Machine Unlearning via Adaptive Gradient Reweighting and Multi-stage Objective Optimization

To address the issues of "uniform treatment of all samples/categories" and "gradient conflicts between forgetting and retaining objectives" in machine unlearning, this paper proposes Adaptive Gradient Reweighting (weighting based on sample memory depth/category vulnerability) combined with Three-stage Objective Optimization (direction rectification → temporal smoothing → adaptive combination). On CIFAR-10/100 and Tiny-ImageNet, the Avg Gap for random forgetting is reduced from the SOTA 0.85 to 0.19.

Omni-Attack: Adversarial Attacks on Open-Ended VQA in Black-Box Multimodal LLMs

Addressing the gaps where "open-ended VQA/OCR tasks lack explicit attack targets and existing adversarial robustness evaluations use fragmented protocols," this paper first establishes a unified targeted attack benchmark AdvRobustBench (1,000 items, VQA+OCR). It then proposes Omni-Attack, a transferable black-box attack using LLMs to generate "question-conditioned" textual/visual targets, OCR location-aware perturbations, and four transfer regularizations. It achieves a 71.8% targeted attack success rate on GPT-4.1 with \(\epsilon=8/255\).

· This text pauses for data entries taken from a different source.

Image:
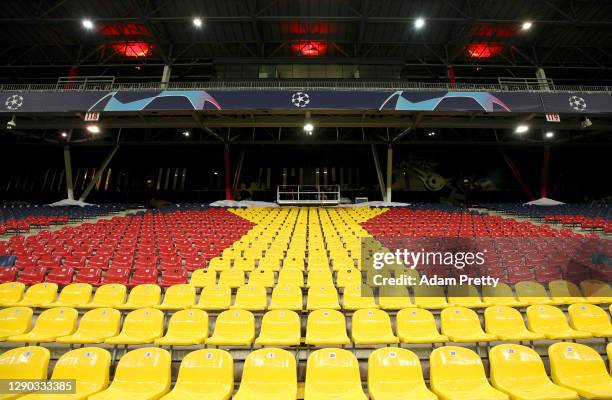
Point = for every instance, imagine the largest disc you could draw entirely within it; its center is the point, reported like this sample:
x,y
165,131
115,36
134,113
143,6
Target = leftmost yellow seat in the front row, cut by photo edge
x,y
24,363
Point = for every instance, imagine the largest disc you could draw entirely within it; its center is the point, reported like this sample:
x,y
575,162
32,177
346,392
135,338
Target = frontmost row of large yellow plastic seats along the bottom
x,y
455,373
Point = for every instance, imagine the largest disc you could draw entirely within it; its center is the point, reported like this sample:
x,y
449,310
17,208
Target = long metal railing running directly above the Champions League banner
x,y
108,84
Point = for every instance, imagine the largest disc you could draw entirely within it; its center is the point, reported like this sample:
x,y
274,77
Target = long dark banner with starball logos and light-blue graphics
x,y
389,100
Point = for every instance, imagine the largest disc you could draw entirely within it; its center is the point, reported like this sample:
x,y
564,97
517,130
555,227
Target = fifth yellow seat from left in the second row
x,y
186,327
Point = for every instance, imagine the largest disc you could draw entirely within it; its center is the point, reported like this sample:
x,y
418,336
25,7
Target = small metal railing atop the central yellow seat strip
x,y
308,194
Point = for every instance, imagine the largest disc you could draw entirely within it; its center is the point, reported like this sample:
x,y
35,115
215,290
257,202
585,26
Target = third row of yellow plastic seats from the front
x,y
254,297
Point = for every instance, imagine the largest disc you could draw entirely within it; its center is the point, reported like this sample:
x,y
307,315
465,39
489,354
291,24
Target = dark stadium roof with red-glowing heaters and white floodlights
x,y
570,39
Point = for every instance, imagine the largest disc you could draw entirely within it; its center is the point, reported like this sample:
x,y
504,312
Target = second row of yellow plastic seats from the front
x,y
284,327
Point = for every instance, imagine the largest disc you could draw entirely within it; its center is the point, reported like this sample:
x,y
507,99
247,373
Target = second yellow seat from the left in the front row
x,y
88,366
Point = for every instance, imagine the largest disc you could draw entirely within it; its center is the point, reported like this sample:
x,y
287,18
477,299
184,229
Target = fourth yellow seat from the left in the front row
x,y
204,374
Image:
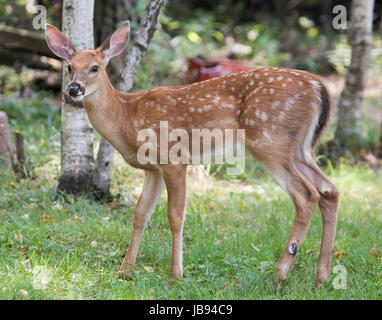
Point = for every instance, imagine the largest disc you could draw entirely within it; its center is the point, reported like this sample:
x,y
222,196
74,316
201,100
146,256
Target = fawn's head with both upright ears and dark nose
x,y
86,67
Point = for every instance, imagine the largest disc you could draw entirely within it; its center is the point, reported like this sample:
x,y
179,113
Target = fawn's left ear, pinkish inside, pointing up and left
x,y
58,43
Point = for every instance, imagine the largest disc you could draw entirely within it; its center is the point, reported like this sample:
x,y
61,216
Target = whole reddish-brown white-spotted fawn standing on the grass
x,y
282,111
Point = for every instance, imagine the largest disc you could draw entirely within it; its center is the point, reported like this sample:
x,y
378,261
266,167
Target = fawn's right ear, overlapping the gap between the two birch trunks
x,y
117,42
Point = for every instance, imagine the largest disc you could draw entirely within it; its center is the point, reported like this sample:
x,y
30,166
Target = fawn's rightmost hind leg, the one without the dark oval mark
x,y
329,197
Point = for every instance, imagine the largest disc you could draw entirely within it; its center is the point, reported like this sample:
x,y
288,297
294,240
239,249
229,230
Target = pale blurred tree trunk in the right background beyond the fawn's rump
x,y
348,132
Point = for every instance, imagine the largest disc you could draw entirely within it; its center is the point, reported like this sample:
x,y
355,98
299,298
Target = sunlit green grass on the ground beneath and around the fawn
x,y
233,236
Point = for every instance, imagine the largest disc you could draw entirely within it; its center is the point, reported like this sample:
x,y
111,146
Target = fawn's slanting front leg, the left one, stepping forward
x,y
151,191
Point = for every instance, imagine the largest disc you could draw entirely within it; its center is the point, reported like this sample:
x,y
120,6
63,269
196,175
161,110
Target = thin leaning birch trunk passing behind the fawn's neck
x,y
135,53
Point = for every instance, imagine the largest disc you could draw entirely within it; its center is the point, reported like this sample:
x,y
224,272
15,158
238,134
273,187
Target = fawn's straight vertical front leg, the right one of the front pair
x,y
175,179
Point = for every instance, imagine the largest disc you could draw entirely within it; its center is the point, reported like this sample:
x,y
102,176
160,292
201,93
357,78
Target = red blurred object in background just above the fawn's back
x,y
200,69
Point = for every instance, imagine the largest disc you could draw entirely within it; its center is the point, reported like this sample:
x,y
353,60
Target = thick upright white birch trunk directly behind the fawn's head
x,y
77,161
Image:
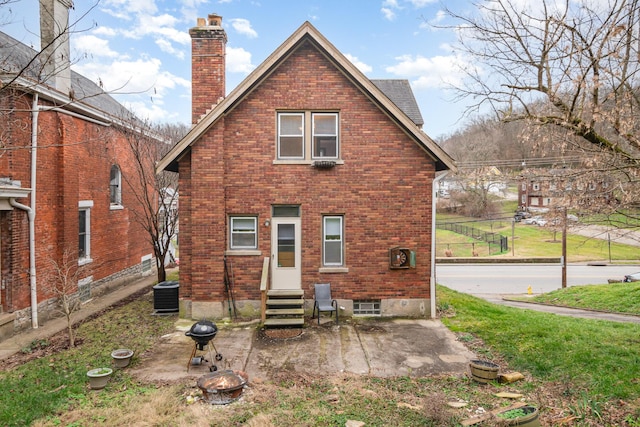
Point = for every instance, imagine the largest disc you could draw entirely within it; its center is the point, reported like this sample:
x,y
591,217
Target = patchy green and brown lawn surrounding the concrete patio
x,y
579,370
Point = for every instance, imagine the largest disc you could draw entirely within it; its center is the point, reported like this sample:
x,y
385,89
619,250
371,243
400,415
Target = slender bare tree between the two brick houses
x,y
156,196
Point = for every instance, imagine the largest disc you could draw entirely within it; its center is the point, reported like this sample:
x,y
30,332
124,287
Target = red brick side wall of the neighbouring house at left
x,y
74,159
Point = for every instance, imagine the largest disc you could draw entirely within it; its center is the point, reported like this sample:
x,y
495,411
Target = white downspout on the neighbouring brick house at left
x,y
31,214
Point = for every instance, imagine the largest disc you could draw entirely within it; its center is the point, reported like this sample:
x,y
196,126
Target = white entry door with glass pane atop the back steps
x,y
286,258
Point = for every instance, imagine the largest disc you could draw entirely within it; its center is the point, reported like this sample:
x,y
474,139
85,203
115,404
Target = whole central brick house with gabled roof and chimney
x,y
307,172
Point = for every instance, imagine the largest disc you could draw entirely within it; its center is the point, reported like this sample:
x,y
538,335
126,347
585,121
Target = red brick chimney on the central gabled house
x,y
208,43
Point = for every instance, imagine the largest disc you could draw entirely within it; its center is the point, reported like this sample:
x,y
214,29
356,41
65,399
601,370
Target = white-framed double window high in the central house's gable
x,y
306,136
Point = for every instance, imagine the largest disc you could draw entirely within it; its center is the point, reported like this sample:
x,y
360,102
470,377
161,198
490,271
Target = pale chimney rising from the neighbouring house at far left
x,y
54,43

⊘ Source Models Leak What They Shouldn't ↛: Unlearning Zero-Shot Transfer in Domain Adaptation Through Adversarial Optimization

This paper identifies that Source-Free Domain Adaptation (SFDA) methods inadvertently leak knowledge of source-exclusive classes to the target domain (zero-shot transfer). It proposes the SCADA-UL framework, which concurrently performs class unlearning during domain adaptation by adversarially generating forgotten samples and employing a rescaled labeling strategy, achieving unlearning performance comparable to training from scratch.

Revisiting Learning with Noisy Labels: Active Forgetting and Noise Suppression

To address the overfitting bottleneck in noisy label learning (LNL) caused by long-term "clean sample selection," this paper proposes FINE, a plug-and-play framework. It uses Active Forgetting via Machine Unlearning (AFMU) to "actively forget" noise absorbed during early stages and Noise Suppression via Negative Learning (NSNL) to "suppress" overfitting in later stages. Integrated into existing SOTA methods like SED or ACT, it consistently improves robustness and generalization.

Select, Hypothesize and Verify: Towards Verified Neuron Concept Interpretation

The SIEVE (Select–Hypothesize–Verify) framework is proposed to interpret neuron functions through a closed-loop process involving high-activation sample screening, concept hypothesis generation, and text-to-image verification. The probability of generated concepts matching neuron activation is approximately 1.5 times that of existing SOTA methods.

SineProject: Machine Unlearning for Stable Vision–Language Alignment

Addressing the issue where the Jacobian of the projector layer becomes severely ill-conditioned during machine unlearning in Multimodal Large Language Models (MLLMs), leading to vision-language alignment drift, SineProject is proposed. By applying a sine modulation (\(\sin(\Delta W)\)) to the projector weights, the parameter range is constrained to \([-1,1]\), reducing the Jacobian condition number by 3-4 orders of magnitude. This enables complete forgetting of target knowledge while reducing the Safe Answer Refusal Rate (SARR) for benign queries by 15%.